Presentation of gas-phase-reactant-accessible single-rhodium-atom catalysts for CO oxidation, via MOF confinement of an Anderson polyoxometalate†
Abstract
Geometric or electronic confinement of guests within nanoporous hosts holds promise for imparting catalytic functionality, including single-metal-atom catalytic functionality, to existing materials. When the nanoporous host is a metal–organic framework (MOF), single-metal-ion catalysts have typically been installed by grafting to an open site on an inorganic node, with the node effectively becoming the support for the catalyst. This approach, however, imposes compositional constraints, as the node not only needs to be receptive to grafting, but also must be capable of stabilizing the framework against solvent evacuation, chemical exposure, and heating. Here, we show that disk-like, Anderson polyoxometalate clusters (RhMo6O24n− and Mo7O24m−; POMs) can be confined in pore-specific and orientation-specific fashion within the hierarchically porous, Zr(IV)-based MOF, NU1K. Self-limiting loading of one cluster per pore, and associated nano-confinement, serve to isolate each POM and prevent consolidation caused by sintering.
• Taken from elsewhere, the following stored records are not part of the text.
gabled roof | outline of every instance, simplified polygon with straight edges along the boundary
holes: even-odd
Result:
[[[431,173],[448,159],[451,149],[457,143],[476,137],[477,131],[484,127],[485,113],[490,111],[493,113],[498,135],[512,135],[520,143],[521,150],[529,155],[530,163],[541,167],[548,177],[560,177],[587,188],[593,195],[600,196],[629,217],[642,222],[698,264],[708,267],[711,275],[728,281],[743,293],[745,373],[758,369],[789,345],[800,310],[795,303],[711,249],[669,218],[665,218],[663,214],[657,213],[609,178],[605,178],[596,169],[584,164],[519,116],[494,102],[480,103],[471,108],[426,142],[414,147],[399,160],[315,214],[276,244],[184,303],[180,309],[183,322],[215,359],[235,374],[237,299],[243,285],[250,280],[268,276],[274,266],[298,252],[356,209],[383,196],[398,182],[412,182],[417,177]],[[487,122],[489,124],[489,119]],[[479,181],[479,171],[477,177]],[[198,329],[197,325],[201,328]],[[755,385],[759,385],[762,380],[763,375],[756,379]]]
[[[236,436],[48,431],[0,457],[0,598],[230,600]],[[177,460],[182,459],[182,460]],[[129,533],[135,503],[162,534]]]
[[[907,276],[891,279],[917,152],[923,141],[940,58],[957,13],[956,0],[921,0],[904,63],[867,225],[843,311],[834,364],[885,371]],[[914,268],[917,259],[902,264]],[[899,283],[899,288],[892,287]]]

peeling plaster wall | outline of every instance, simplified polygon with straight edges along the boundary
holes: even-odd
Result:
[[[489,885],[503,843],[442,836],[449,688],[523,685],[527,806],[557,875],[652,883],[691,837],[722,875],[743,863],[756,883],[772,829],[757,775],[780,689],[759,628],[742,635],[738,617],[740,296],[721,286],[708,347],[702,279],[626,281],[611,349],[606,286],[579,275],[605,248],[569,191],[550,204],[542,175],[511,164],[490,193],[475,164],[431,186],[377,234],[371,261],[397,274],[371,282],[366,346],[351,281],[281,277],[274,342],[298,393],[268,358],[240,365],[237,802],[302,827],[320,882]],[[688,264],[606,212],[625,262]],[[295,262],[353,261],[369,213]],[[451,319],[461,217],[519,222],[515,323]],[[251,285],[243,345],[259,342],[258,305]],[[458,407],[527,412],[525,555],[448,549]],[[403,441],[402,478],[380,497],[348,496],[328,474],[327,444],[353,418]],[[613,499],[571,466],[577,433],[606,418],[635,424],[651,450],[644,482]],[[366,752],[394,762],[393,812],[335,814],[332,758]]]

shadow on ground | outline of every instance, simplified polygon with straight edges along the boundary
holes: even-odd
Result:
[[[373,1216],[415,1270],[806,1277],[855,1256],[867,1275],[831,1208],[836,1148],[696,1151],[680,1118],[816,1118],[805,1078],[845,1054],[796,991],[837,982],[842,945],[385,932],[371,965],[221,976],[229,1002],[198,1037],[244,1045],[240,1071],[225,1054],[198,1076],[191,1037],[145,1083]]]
Additionally, the oriented confinement serves to expose individual rhodium atoms to candidate gas-phase reactants, while enabling the rhodium atom to employ a well-defined oxy-molybdenum cluster, rather than a MOF node, as a support. Synchrotron-based difference-electron-density maps and differential pair-distribution-function analyses of scattered X-rays establish cluster siting and orientation and confirm isolation. Nanoconfined (i.e., MOF- and POM-confined) single-rhodium(III)-atoms are catalytically competent for an illustrative gas-phase reaction, CO oxidation by O2, with the MOF-isolated POM enormously outperforming nonporous, MOF-free, solid (NH4)3[H6RhMo6O24]·6H2O. This work highlights the value of MOF-based nano-confinement and oriented isolation of planar POMs as a means of uniformly presenting and stabilizing potent single-metal-atom catalysts, in reactant-accessible form, on well-defined supports.